18 votes

A review of Alpha School

7 comments

  1. [2]
    Min58Out
    Link
    This entire exercise felt so weird and data-driven and not kid-focused until the very last lines where he points all the time this gives back to the kids. That's kind of a compelling thesis, that...

    This entire exercise felt so weird and data-driven and not kid-focused until the very last lines where he points all the time this gives back to the kids.

    That's kind of a compelling thesis, that kids could explore more if they learned the basics after. But it also felt kind of non-genuine based off the rest of the article. I tend to lean towards a more "montessori, follow the kid's interest" space but it's definitely sitting with me.

    11 votes
    1. SloMoMonday
      Link Parent
      When I was fixating on sending my kids to the perfect pre-school I spoke to a teacher who explained that "you can pay for education, you can't pay for outcomes". And that's something that really...

      When I was fixating on sending my kids to the perfect pre-school I spoke to a teacher who explained that "you can pay for education, you can't pay for outcomes". And that's something that really changed a lot of how I think about this subject since, because it's telling of how different schools and programs sell themselves.

      So when i looked into the local high-end kindergartens, it's all marketing about the type of high school and university opportunities that will open up. This program seems very fixated on that "2x more effective". Both are value for money propositions. But it has this unspoken implication that if the kid does not take to these methods, then the child failed the system. Especially since you're not getting that money back.

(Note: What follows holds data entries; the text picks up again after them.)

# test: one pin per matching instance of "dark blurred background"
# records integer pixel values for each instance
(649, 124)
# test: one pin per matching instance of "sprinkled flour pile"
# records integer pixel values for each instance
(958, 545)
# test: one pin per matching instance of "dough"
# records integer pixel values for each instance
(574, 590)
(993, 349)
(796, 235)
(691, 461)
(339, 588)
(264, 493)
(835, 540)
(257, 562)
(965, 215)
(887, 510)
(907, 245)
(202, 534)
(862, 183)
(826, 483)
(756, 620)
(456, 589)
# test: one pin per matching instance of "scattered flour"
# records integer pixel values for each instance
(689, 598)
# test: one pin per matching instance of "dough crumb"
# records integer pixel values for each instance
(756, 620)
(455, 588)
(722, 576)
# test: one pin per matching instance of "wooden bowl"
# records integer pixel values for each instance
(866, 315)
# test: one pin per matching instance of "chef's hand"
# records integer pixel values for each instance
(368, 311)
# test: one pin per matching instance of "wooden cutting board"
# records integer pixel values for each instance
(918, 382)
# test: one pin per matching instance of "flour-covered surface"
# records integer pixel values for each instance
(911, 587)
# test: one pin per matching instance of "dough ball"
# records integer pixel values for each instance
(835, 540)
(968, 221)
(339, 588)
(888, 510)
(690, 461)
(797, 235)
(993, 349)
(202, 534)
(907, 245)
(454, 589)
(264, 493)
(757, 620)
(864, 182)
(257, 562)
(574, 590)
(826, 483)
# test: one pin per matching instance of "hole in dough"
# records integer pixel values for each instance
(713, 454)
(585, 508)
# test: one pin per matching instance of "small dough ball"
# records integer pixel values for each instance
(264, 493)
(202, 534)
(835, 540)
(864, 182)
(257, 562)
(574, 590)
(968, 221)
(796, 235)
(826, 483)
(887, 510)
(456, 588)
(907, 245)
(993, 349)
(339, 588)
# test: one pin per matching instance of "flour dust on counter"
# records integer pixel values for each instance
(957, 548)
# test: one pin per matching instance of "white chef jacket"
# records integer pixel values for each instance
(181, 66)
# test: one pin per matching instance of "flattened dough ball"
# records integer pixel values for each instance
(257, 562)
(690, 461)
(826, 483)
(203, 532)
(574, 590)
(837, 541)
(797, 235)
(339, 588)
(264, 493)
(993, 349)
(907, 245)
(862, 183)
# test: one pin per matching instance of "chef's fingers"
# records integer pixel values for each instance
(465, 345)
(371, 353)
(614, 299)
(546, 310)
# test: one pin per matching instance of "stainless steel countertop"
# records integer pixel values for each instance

      Anyway, just skimming through this and some resources from Alpha, it's fascinating to me. Especially since it's very corporate-cult feeling. The essay feels like someone pitching a techbro MLM. Add its all based on two-sigma methods that were not reproducible. And the AI stuff. So many bad vibes but the guy did say it has an image problem.

      I'll probably look into it latet and post my thoughts.

      10 votes
  2. [2]
    TonesTones
    Link
    I worked in education research for five years, and while I agree with other commenters that the image and marketing of “Alpha School” seems off-putting, many of their techniques are obviously...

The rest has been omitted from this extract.